Author's Note:
This is an alternate timeline from the previous Snapped entry. Each story in the Snapped series is based upon the same premise and use the same survival table (see character list if interested, about two chapters back) but have the Snap occur at various points throughout time.
Snapped: Awakening
January 17, 1987
It was hard to think for himself. It occurred only rarely, brief flickers between warm apathy that normally surrounded and smothered him. He lived for those moments, though they never brought him any measure of peace and only made his life more intolerable.
Never for long. He was neither happy nor unhappy, not rebellious nor obedient. For obedience requires will, and enforced actions have no inherent nature. He could hardly have been called a person at all, given most standard definitions. When one does nothing but what one is told, when one drifts through day after day in a haze of unconcern, nothing has any meaning.
Time was meaningless. Existence was meaningless. Death was meaningless. Survival, meaningless.
He lived for the tiny flickers of time when he remembered himself, when he could imagine for just the briefest moment that there could be a future.
Mostly he dreamed. He dreamed of a home, quiet and stilted. He dreamed of meals taken alone or with his father in cold silence. He dreamed of outings, brief interludes of calm amid an ocean of apathy, of trees and fields and lakes. He dreamed of his mother, dead and gone. He dreamed of his father, cool and distant.
He dreamed of his master, quietly whispering commands that he could never quite understand or remember.
Three months passed, (or was it ten years, or a week?) but he didn't mind, didn't care. He dreamed of blueberries on biscuits, and a quiet 'Happy Birthday' whispered in grudging tones, and he had dreamed of this before. It had been different foods, but the same words. Twice, or six times perhaps? He couldn't remember how often he'd dreamed of this day.
More days passed, and he dreamed of halls and warmth locked in against winter chill. He dreamed of snow and ice, and that too he had dreamed before.
His master was patient, but one as great as he could only afford so much time. He began to worry, in his brief flashes of lucidity, if there was nothing that could be done.
Planning proved impossible. So much time passed between moments, he spent so much time dreaming instead of living. He could resent it, momentarily, but he hadn't the time nor mental fortitude to do more. Plans were out of the question entirely. He was held, bound by power too great for him to resist, and nothing he could do would break those bonds.
Something else broke them for him.
One day, one quiet winter day, the world was broken in two. And his prison split open, leaving him gasping and shivering, dying and alive for the first time since his master's fall.
"My father is dead," he said aloud, and found it to be true. His voice rasped weakly, unaccustomed to such use, but he needed no voice to conjure his wand to him from wherever his father had hidden it, and though he had dreamed for a long time he had not forgotten his skill or his power.

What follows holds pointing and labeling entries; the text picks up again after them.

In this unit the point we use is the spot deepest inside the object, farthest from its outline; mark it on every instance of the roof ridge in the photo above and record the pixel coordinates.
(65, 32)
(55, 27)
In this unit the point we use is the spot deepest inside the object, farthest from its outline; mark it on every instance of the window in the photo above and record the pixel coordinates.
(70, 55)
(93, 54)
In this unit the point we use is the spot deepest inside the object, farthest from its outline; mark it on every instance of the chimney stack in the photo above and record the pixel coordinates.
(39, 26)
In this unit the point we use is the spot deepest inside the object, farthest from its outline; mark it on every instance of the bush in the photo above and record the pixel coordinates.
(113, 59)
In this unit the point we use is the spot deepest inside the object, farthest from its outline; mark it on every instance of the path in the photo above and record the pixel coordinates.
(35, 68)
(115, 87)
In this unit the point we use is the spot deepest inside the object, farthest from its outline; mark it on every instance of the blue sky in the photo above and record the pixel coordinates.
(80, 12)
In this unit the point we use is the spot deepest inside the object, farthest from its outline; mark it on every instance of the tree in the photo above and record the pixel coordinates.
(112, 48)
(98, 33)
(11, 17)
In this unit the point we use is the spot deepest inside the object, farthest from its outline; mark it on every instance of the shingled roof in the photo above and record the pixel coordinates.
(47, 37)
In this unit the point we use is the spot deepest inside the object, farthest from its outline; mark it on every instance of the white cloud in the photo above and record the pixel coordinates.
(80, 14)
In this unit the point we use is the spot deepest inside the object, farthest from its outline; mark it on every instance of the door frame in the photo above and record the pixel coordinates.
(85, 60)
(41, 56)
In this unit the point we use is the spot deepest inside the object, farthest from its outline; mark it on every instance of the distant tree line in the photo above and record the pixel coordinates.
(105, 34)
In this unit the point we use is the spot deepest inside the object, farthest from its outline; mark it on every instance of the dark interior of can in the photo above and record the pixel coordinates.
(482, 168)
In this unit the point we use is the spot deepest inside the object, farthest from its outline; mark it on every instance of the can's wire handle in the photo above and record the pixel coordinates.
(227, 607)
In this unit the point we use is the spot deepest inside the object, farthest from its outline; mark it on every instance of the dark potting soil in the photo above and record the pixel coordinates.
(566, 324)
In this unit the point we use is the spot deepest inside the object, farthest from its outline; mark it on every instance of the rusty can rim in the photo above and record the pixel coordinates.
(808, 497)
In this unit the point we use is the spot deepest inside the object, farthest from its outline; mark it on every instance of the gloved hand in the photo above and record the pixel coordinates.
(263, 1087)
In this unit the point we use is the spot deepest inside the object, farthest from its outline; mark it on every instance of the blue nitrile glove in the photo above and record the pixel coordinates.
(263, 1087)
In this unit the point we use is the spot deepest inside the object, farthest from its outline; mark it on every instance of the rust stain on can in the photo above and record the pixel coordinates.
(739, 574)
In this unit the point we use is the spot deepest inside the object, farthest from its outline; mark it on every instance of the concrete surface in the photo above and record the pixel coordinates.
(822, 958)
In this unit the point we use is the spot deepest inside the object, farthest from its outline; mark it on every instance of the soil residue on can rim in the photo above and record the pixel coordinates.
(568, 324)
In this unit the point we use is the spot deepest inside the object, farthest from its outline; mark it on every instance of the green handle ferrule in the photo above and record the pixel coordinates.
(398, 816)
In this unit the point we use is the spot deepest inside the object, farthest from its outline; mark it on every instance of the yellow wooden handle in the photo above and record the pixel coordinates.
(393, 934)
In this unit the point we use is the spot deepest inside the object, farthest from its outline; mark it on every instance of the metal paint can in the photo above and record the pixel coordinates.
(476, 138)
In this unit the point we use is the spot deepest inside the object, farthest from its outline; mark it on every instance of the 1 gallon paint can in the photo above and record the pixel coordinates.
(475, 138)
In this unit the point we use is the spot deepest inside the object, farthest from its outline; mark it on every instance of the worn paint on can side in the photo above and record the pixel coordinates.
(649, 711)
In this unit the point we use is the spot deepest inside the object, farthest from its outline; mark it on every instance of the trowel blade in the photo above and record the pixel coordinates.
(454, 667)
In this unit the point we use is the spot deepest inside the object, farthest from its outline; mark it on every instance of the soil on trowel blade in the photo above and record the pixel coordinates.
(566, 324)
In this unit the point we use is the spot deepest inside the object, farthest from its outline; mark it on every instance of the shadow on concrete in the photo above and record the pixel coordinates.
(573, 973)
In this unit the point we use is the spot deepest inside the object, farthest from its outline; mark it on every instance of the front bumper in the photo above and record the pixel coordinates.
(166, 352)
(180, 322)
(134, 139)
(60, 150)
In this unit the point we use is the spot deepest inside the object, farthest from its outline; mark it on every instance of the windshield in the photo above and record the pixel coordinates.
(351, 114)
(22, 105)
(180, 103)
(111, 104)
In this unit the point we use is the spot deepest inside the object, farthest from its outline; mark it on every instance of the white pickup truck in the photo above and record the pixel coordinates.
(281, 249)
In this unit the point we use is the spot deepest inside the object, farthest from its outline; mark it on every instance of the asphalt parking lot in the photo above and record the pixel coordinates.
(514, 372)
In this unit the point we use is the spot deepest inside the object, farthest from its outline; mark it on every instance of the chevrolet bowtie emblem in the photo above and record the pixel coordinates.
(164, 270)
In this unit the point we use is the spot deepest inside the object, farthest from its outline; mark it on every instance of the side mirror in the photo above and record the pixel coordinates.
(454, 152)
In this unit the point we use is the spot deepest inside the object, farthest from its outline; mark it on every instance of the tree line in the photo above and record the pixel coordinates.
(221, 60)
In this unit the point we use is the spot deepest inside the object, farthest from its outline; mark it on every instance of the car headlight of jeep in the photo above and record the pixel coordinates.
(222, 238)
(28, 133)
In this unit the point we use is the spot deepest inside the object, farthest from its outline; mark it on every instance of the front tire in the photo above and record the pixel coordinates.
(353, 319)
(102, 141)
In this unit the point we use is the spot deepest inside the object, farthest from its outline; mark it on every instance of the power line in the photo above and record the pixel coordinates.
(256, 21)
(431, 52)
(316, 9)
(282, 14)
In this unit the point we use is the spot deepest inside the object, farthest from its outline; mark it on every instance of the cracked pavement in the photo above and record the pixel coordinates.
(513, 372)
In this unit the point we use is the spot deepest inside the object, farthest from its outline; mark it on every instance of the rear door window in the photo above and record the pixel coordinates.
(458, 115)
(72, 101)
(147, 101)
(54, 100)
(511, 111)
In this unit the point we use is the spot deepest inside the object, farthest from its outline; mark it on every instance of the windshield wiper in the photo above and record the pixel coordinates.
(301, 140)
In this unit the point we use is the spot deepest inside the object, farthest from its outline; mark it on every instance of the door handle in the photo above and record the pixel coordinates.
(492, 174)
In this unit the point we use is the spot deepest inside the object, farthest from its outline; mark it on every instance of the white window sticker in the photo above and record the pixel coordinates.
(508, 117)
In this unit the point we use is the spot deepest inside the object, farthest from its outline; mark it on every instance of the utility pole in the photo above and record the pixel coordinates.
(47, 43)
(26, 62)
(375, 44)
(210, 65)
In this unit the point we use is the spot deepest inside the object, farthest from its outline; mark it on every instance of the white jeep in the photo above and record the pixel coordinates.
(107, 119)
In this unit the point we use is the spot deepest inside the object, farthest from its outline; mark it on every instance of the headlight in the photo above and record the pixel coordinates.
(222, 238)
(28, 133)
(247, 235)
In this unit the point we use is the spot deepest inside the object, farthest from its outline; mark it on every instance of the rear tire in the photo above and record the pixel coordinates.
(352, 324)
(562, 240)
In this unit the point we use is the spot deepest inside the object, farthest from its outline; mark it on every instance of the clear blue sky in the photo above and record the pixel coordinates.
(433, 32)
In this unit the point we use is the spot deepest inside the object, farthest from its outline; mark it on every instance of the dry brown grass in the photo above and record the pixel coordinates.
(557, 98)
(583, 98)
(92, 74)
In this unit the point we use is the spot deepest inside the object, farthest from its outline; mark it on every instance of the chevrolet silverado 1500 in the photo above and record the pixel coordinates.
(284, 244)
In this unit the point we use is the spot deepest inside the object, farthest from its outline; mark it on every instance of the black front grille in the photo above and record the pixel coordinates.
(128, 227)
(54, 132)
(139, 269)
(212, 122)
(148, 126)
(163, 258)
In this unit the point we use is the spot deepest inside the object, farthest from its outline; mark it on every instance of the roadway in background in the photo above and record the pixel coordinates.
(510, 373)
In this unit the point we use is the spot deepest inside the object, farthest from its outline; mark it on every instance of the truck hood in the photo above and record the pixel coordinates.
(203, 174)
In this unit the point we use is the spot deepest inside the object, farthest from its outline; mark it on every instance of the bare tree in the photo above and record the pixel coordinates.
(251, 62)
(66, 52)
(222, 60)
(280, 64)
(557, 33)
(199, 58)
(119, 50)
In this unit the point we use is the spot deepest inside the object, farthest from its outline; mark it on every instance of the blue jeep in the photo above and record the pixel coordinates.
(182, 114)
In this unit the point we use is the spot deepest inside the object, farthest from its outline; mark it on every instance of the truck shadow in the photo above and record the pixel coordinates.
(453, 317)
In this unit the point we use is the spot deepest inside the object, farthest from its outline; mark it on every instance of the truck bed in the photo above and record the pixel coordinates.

He ran his hand along the wand, not quite touching, letting the static-like discharges of magic jump between the wood and his skin. For a time he sat, eyes half closed, as he allowed his dreams to fade and reveled in the sharp reality of power and possibility.
It was hard, to think for himself. Habits were ingrained within him now, habits of silence, of passivity, of inaction. He was to wait, stay out of sight, and perform such minor tasks as were necessary to keep the house running. The elf was his sole companion, and she knew to manage him calmly and direct his actions.
Where was she? Shouldn't she have arrived the moment his father died? He would be her only master now. But she didn't appear, and so he put her out of his mind.
Though he retained instinct and knowledge, his mind was slow to comprehend and accept its new freedom. Part of him missed the calm and quiet to which he'd become so accustomed, while the hidden spark that had raged silently all those years lifted its head and began to kindle into greater heat.
He sat, magic suffusing him, sparks of blue-green power jumping between his dancing fingers and the patient wand beneath.
Slowly, the dreams coalesced into memory. Faint and fragmented, as he'd had little reason to retain it, but beneath all the quiet imposed upon him there remained a whisper. A whisper he knew, revered, and would never refuse.
His master wanted him. Had been calling him for months, years, while he languished here.
That thought was enough to galvanize him into action. He stood, legs untrembling, and lifted his wand. Only a few had been told this secret, this power meant for use only in the last extremis.
"Morsmordre," he called, twisting his wand to direct at his own arm. Pain flared like fire, but he only laughed wildly. It had been so long, so so long, since he'd felt.
And he knew where he had to go.
"I'm coming, master," he shrieked. Laughing madly, he turned on the spot and disapparated.
The crack of his departure echoed once, dully, then the house lay empty and still.
It would remain so for a very long time.
Minor edits on 10-07-18: fixed a few typos and removed a repeated sentence.